Israeli general and National Security Advisor

Yaakov Amidror (יעקב עמידרור; born 15 May 1948) is a former major general and National Security Advisor of Israel and was also the head of the Research Department of Israeli military intelligence. Today, he is the Anne and Greg Rosshandler Senior Fellow at the Jerusalem Institute for Strategic Studies, a conservative security think tank.

==Biography==
===Background===
Amidror was born in Yad Eliyahu, Israel, on the day after the Israeli Declaration of Independence. His father, Leo, had enlisted in the British Army during World War II, and spent five years in German captivity after being taken prisoner in Greece. His mother, Tzila, was an Irgun member, active in the organization's finance department, who had been arrested by the British in 1941, and incarcerated at the Bethlehem Women's Prison.

===Military career===
Amidror was drafted into the Israel Defense Forces in 1966. He volunteered as a paratrooper in the Paratroopers Brigade. He served as a soldier and a squad leader, and fought in the Gaza Strip during the Six-Day War.
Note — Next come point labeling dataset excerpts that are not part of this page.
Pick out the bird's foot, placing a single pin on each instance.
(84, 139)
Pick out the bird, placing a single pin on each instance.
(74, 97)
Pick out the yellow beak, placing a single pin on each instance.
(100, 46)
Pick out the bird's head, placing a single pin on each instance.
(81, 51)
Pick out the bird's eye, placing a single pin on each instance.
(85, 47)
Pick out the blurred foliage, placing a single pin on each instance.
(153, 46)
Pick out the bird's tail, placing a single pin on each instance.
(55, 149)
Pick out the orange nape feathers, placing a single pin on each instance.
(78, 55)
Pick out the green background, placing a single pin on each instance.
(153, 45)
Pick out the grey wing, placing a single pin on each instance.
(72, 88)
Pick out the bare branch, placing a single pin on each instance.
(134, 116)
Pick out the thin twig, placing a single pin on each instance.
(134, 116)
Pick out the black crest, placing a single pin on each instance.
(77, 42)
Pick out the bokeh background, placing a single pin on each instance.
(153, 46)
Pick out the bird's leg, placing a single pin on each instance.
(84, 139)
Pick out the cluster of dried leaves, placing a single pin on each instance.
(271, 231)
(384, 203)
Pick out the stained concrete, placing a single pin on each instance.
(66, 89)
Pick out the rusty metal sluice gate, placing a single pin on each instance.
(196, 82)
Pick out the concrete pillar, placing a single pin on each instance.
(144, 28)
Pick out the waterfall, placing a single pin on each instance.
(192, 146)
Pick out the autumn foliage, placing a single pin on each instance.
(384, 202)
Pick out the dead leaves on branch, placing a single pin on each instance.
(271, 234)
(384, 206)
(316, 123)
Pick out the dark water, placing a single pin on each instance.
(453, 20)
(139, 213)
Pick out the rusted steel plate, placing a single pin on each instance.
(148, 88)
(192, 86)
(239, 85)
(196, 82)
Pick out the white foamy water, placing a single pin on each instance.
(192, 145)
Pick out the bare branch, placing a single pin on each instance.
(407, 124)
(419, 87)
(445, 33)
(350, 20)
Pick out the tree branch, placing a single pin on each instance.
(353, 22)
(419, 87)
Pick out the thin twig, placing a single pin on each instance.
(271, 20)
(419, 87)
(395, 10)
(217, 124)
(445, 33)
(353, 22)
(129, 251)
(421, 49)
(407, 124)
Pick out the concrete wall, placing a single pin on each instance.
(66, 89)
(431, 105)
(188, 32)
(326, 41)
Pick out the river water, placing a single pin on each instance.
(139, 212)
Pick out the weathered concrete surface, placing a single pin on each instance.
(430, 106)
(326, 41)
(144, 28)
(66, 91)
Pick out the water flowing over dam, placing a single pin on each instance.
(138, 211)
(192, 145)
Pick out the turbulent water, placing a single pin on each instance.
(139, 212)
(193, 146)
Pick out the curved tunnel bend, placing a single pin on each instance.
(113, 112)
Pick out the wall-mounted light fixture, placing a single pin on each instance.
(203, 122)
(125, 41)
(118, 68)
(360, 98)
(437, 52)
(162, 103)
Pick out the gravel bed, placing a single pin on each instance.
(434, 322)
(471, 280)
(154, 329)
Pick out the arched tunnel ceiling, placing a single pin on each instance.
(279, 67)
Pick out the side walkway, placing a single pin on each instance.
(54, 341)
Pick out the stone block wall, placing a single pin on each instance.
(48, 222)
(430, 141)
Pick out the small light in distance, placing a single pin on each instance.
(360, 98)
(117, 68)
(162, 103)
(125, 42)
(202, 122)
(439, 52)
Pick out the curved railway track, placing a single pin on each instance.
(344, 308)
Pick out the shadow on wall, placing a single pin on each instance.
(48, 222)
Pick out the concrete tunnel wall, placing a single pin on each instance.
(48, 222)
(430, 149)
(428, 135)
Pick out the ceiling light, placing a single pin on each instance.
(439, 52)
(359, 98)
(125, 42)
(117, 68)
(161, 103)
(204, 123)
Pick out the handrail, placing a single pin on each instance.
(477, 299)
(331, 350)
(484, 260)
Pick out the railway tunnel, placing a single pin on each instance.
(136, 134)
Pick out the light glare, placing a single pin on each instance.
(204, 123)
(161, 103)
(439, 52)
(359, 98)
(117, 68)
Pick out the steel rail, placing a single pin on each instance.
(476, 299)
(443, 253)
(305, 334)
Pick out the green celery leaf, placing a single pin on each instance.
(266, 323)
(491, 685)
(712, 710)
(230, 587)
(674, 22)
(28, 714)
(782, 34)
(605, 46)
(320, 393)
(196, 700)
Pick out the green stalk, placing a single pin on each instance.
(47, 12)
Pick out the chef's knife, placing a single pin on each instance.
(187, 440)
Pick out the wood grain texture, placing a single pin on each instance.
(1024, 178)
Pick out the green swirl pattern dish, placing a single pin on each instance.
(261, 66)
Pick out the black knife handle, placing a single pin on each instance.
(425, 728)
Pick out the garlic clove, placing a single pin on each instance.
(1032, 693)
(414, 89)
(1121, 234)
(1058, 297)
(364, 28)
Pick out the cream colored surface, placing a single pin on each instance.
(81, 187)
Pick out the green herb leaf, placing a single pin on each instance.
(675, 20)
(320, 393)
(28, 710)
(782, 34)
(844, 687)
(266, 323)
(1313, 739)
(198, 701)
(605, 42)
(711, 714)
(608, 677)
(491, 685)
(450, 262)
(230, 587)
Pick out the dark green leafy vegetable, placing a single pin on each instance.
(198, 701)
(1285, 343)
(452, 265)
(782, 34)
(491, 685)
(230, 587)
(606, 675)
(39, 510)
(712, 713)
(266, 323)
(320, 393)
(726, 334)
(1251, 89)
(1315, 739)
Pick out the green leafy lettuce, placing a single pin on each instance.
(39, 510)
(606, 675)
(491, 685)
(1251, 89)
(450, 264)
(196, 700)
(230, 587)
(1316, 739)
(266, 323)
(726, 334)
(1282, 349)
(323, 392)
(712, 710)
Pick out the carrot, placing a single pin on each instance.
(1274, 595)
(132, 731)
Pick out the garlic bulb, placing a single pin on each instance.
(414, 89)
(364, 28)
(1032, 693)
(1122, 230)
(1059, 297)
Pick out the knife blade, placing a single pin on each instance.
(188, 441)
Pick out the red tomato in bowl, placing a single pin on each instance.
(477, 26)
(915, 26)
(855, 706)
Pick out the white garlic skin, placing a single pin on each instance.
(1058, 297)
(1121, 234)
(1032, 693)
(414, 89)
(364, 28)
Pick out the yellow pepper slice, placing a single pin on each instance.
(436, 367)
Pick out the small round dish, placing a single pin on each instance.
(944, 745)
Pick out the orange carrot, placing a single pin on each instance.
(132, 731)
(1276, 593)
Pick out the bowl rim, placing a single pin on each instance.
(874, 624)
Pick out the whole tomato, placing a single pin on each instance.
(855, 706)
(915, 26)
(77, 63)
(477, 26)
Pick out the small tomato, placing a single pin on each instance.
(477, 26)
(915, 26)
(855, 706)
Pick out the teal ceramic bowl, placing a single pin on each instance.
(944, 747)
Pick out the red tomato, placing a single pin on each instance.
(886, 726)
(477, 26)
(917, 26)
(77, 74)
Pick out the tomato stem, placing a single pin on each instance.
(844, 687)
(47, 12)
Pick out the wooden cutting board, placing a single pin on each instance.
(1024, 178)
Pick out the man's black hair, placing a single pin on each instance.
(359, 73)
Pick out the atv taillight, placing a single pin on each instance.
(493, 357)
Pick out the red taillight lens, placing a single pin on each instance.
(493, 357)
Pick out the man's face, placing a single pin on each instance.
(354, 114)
He became an infantry officer after completing Officer Candidate School and returned to the Paratroopers Brigade as a platoon leader. Afterwards he transferred to the Military Intelligence Directorate and served in various positions such as a regional brigade Intelligence officer during the War of Attrition, the 162nd Division Intelligence officer during the Yom Kippur War, the Northern Command Intelligence officer, and as the head of the Research Department. Amidror was considered a candidate to lead the Military Intelligence Directorate, but he was passed over after he controversially referred to non-religious Israelis as "Hebrew-speaking gentiles". Instead, he became president of Israel's National Defense College before retiring from his military career in 2002.

===Political career===
Amidror was selected to draw up the list of candidates for the Religious Zionist The Jewish Home party in the lead-up to the elections for the 18th Knesset. Amidror became enmeshed in internecine fighting within the party, and with competing right-wing factions. He clashed particularly with MK Uri Ariel, calling him a "liar" and a "cheater".

He was appointed to lead Israel's National Security Council in May 2011 and held the position until November 2013.

As Israel's national security advisor, he participated in high-level talks with U.S. officials about the Iranian nuclear program and led efforts to restore relations with Turkey after the 2010 Gaza flotilla raid incident.

Amidror is considered a hawk on security matters. He wrote an op-ed in The New York Times opposing the Geneva interim agreement on the Iranian nuclear program. However, he has also warned privately that Israel's settlement policy was isolating it from the international community.

In 2014, Amidror joined the Begin-Sadat Center for Strategic Studies. In 2017, he became the Anne and Greg Rosshandler Senior Fellow at the Jerusalem Institute for Strategic Studies.

In 2016, Amidror chaired an official panel charged with providing recommendations to improve the functioning of Israel's National Security Council and cabinet ministers during wartime.

In June 2020, Amidror cautioned against Netanyahu's plan to annex portions of the West Bank.